JpGU-AGU Joint Meeting 2020

講演情報

[E] 口頭発表

セッション記号 S (固体地球科学) » S-MP 岩石学・鉱物学

[S-MP36] 鉱物の物理化学

コンビーナ:鎌田 誠司(東北大学学際科学フロンティア研究所)、鹿山 雅裕(東京大学大学院総合文化研究科広域科学専攻広域システム科学系)

[SMP36-02] Pressure-induced structural changes in hemimorphite and dehydrated hemimorphite: first-principles calculation

*神崎 正美1 (1.岡山大学惑星物質研究所)

キーワード:異極鉱、圧力誘起転移、水素結合、第一原理計算

Mineral hemimorphite (Zn4Si2O7(OH)2•H2O) contains both OH and molecular H2O in the structure. Dehydrated form (Zn4Si2O7(OH)2) can be obtained by heating hemimorphite at around 600 oC, but still keeping original structure. Thus, these phases provide us good opportunity to explore hydrogen bondings in minerals. In this study, pressure-induced structural changes for those two phases were studied using first-principles calculations. For hemimorphite, a pressure-induced phase transition to "hemimorphite II" has been reported (Seryotkin & Bakakin, 2011), and the transition is characterized by rotation of a rigid block made of Zn4Si2O13(OH)2. Similar transition is expected for the dehydrated hemimorphite, as the structure is essentially identical except molecular H2O. It should be noted that dehydrated hemimorphite is metastable phase at ambient condition, and it is not clear whether any stable phase exists for this composition (also see Xue's talk in this session). Hereafter, hemimorphite is abbriviated as "HEM", whereas dehydrated hemimorphite is abbriviated as "DHEM".

For the calculations for HEM, both ambient pressure phase (HEM I), and high-pressure form (HEM II) are considered. For the calculations for DHEM, its structure at ambient condition (DHEM I), and a high pressure form (DHEM II) which is modeled from HEM II by removing H2O, are considered. Additionally, we considered bertrandite (Be4Si2O7(OH)2) structure as a possible stable phase at high pressure.
It should be noted that DHEM I has protons which is a half occupied. So we need to consider at least several possible proton distribution models for the calculation. Three models are considered with OH bonds pointing different directions. First-principles calculations were conducted using Quantum-Espresso 6.4.1 package, and in order to take into account for van der Waals interaction, we employed nonlocal correlation functional "rVV10" combined with PBE (PAW) potentials from pslibrary (ver. 1.0.0). Crystal structures were optimized at each pressure, and compressed to 10 GPa with 0.5-GPa step.

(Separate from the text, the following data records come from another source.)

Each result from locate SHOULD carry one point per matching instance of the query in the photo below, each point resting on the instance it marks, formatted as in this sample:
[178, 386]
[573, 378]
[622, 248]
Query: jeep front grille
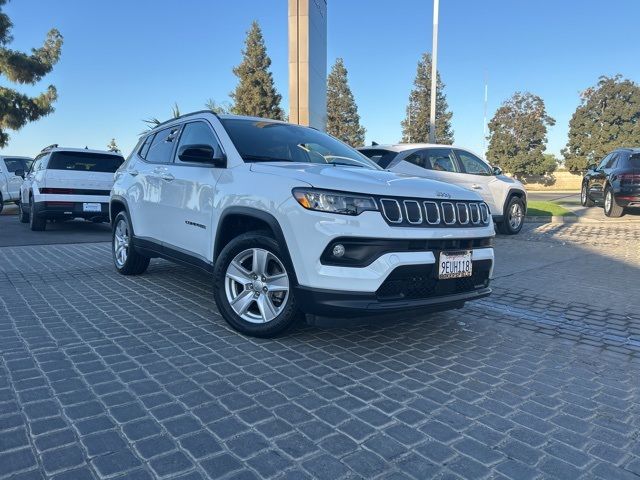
[434, 213]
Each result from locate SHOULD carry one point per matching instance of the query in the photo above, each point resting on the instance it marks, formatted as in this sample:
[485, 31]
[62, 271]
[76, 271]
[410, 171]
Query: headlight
[334, 202]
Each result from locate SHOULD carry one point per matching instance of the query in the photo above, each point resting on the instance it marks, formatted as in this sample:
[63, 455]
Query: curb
[575, 219]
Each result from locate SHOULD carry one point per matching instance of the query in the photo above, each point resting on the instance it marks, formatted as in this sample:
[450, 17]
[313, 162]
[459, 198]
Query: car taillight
[629, 179]
[58, 191]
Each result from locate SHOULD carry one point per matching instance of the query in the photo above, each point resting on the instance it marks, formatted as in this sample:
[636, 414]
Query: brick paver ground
[103, 376]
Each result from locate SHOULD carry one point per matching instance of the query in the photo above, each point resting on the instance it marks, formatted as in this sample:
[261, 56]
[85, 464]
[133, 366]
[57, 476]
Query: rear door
[14, 181]
[598, 177]
[187, 199]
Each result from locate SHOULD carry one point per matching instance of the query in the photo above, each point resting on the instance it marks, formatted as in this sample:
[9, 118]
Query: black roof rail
[49, 147]
[199, 112]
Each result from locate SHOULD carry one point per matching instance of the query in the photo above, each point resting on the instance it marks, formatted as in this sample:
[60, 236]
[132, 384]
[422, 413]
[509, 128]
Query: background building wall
[308, 62]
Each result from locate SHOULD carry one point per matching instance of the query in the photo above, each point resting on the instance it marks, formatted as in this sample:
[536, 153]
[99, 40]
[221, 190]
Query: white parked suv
[12, 171]
[67, 183]
[290, 220]
[506, 197]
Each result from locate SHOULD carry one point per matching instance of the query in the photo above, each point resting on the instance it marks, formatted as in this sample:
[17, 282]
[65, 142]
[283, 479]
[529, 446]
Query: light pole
[434, 73]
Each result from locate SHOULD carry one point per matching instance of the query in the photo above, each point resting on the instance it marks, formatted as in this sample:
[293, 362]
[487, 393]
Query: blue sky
[125, 60]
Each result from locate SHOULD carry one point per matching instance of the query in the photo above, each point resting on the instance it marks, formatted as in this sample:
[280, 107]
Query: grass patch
[546, 209]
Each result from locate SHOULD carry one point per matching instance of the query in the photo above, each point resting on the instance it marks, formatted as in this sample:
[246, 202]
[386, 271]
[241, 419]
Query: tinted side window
[612, 161]
[472, 164]
[198, 133]
[439, 159]
[14, 164]
[161, 147]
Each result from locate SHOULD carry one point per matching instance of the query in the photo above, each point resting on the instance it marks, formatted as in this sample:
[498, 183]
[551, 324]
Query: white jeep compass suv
[506, 196]
[289, 220]
[67, 183]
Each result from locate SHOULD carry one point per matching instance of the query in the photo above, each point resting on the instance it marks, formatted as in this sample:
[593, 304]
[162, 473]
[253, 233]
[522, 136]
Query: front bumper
[55, 209]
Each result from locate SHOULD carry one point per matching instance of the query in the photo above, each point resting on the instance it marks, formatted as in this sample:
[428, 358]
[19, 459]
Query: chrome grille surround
[384, 202]
[402, 212]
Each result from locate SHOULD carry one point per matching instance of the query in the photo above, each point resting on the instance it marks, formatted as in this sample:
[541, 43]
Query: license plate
[91, 207]
[455, 264]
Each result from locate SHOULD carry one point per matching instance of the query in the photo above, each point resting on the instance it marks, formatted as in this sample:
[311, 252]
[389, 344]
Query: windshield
[85, 162]
[266, 141]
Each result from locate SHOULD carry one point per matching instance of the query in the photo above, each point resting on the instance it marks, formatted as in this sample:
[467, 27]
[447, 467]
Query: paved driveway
[103, 376]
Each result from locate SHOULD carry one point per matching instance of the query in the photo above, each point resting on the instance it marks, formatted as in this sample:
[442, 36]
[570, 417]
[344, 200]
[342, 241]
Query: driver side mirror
[201, 153]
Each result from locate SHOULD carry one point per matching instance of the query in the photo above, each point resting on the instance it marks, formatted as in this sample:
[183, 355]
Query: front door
[187, 200]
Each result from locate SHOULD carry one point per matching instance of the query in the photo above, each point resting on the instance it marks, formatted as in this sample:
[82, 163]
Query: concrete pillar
[308, 62]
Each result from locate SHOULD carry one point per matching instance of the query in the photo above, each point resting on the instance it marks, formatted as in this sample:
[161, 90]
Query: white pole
[484, 120]
[434, 73]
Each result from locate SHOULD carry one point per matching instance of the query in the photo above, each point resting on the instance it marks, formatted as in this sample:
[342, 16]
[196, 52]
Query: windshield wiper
[346, 164]
[264, 158]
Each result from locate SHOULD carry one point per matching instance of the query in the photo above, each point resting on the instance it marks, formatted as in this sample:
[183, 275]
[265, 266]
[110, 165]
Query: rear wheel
[125, 258]
[513, 218]
[611, 208]
[36, 222]
[585, 200]
[22, 215]
[253, 286]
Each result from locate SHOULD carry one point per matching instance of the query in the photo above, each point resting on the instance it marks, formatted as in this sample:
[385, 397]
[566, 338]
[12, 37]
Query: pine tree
[255, 93]
[518, 136]
[607, 118]
[113, 146]
[17, 109]
[218, 108]
[343, 121]
[415, 127]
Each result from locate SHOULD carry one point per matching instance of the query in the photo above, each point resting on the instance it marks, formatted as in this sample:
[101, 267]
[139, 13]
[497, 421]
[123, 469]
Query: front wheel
[513, 218]
[585, 200]
[125, 258]
[253, 286]
[611, 208]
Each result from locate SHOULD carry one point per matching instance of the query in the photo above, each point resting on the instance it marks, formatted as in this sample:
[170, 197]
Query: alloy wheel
[256, 285]
[515, 216]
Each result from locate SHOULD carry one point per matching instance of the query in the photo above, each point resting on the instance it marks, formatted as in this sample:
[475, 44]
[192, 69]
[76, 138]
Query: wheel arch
[514, 192]
[235, 221]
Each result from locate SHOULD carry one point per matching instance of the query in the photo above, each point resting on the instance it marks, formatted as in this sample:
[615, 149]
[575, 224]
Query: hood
[361, 180]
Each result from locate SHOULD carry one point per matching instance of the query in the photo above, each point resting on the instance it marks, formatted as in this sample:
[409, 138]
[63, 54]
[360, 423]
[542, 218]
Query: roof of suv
[401, 147]
[83, 150]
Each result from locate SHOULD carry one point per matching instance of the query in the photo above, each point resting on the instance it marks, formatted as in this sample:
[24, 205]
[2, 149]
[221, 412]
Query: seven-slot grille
[434, 213]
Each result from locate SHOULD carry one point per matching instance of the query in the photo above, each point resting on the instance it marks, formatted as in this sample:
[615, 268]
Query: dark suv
[614, 182]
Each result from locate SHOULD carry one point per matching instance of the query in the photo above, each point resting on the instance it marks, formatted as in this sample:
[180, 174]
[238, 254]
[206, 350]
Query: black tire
[132, 263]
[36, 222]
[611, 208]
[22, 215]
[585, 200]
[510, 225]
[287, 308]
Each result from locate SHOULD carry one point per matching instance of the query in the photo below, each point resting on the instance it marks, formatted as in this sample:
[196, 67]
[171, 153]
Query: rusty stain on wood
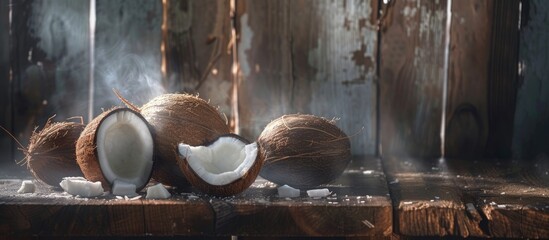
[467, 108]
[412, 73]
[309, 68]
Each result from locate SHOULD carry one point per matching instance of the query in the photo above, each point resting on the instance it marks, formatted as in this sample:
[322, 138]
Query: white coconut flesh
[125, 150]
[221, 163]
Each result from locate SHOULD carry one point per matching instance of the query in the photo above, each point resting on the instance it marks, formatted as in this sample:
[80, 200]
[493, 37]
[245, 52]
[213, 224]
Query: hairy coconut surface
[51, 154]
[117, 147]
[303, 151]
[224, 167]
[180, 118]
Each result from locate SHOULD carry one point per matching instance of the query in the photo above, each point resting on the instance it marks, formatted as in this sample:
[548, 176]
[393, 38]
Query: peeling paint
[246, 37]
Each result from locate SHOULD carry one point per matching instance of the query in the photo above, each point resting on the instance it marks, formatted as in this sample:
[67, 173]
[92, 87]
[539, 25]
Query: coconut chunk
[223, 162]
[121, 188]
[27, 186]
[157, 191]
[79, 186]
[287, 191]
[323, 192]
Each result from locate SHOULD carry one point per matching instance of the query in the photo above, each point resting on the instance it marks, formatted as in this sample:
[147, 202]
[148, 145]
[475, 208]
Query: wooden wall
[383, 76]
[532, 119]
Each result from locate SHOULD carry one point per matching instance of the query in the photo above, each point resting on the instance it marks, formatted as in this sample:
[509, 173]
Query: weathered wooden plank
[198, 53]
[531, 126]
[49, 63]
[359, 206]
[502, 88]
[6, 145]
[312, 57]
[47, 213]
[467, 106]
[127, 52]
[411, 78]
[512, 196]
[427, 202]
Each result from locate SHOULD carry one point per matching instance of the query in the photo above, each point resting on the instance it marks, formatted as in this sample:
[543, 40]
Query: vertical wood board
[198, 53]
[49, 63]
[6, 144]
[309, 57]
[127, 52]
[467, 105]
[411, 78]
[531, 126]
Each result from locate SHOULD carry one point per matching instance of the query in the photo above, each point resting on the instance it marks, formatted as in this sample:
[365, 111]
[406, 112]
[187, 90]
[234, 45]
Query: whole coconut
[50, 155]
[303, 151]
[180, 118]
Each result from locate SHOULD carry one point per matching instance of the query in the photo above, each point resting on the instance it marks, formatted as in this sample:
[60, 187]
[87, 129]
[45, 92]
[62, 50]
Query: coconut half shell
[224, 167]
[303, 151]
[180, 118]
[117, 147]
[51, 154]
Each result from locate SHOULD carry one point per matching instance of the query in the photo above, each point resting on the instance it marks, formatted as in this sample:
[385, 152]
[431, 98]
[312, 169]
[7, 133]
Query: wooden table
[359, 206]
[374, 199]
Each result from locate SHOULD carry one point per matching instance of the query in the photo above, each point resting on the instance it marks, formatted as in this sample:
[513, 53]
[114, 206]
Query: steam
[122, 52]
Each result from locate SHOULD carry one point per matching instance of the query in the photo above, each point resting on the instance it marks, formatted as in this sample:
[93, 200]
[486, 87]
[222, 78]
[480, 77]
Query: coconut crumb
[318, 193]
[157, 191]
[27, 186]
[79, 186]
[288, 192]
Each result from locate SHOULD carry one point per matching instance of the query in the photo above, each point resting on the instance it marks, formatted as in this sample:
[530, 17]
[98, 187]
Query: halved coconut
[50, 155]
[117, 149]
[180, 118]
[225, 167]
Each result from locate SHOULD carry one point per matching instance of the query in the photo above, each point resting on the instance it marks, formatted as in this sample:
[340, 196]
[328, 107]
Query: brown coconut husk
[303, 151]
[230, 189]
[50, 155]
[179, 118]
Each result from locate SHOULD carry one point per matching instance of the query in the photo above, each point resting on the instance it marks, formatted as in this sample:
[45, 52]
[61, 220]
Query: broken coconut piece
[324, 192]
[121, 188]
[27, 186]
[79, 186]
[287, 191]
[157, 191]
[224, 167]
[117, 147]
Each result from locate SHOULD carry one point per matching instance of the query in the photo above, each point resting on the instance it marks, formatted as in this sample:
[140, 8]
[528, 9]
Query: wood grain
[411, 78]
[470, 52]
[502, 88]
[6, 145]
[426, 200]
[358, 206]
[531, 126]
[198, 53]
[309, 57]
[127, 52]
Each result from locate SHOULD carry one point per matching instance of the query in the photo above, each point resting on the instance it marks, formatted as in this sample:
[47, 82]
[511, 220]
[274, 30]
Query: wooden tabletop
[374, 199]
[359, 205]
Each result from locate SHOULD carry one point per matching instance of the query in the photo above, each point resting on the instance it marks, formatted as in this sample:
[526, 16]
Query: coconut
[179, 118]
[224, 167]
[117, 149]
[51, 154]
[303, 151]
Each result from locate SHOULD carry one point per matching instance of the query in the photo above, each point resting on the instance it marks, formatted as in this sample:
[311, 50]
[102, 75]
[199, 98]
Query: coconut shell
[51, 153]
[86, 150]
[230, 189]
[180, 118]
[303, 151]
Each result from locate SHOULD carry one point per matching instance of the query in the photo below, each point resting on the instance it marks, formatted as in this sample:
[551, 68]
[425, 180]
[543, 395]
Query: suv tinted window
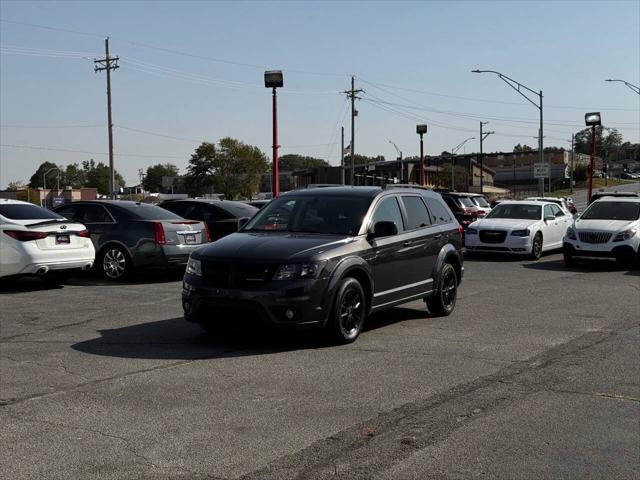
[439, 214]
[388, 210]
[417, 214]
[19, 211]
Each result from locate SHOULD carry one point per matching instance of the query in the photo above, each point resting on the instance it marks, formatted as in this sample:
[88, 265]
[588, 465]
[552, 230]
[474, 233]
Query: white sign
[540, 170]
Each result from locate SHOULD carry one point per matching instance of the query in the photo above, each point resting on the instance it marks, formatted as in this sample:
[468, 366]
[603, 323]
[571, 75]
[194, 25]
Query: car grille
[236, 275]
[492, 236]
[594, 237]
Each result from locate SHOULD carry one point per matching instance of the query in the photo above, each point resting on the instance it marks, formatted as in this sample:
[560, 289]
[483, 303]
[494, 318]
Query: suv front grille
[236, 275]
[594, 237]
[493, 236]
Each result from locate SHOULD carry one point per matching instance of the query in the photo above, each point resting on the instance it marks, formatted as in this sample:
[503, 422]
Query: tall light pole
[44, 183]
[453, 152]
[421, 130]
[592, 120]
[518, 87]
[273, 79]
[633, 87]
[483, 136]
[399, 158]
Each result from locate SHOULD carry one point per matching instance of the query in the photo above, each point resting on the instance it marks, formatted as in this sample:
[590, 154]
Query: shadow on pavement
[176, 339]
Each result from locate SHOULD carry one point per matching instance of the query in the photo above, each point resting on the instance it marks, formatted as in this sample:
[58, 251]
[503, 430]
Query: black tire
[443, 301]
[536, 247]
[569, 261]
[349, 311]
[114, 263]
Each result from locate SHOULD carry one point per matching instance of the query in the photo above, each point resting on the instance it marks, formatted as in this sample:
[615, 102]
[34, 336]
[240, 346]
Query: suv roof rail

For HEM, at first we used an ideal structure obtained from X-ray diffraction study. But then we found HEM II has lower enthalpy than HEM I even at 1 bar. This is likely due to our less satisfactory model for HEM I. In realistic model, OH and H2O is forming hydrogen bonding, and lowering their symmetry at local structure level. Our new model considered this, and now the enthalpy was lower than HEM II at 1 bar. We found a transition for HEM II at about 10 GPa, and a half of Zn becomes tetrahedral to five-fold coordination at this transition.

For DHEM, bertrandite phase has lowest volume and enthalpy than that of other phases even at 1 bar. Thus we may expect that bertrandite phase could be a candidate for stable high-pressure phase for this composition. However, our preliminary piston cylinder experiments revealed that there is no stable DHEM phase up to 1.5 GPa. We found that starting from one of three hydrogen configuration models of DHEM I, Si-O-Si angle is significantly changed, and volume of the structure becomes almost same to that of DHEM II. This suggested another possible phase transition for DHEM at low temperature, but it is not stable phase.

For DHEM II, hydrogen bond distance is geometrically related to rotation of the rigid unit, and larger rotation results stronger hydrogen bonding. The another phase (Si-O-Si kinked), the kink in Zn-O-Zn is related to hydrogen bond distance, and more kinked angle resulted stronger hydrogen bonding. Apparently hydrogen bonding is governing structural evolution of those phases with pressure.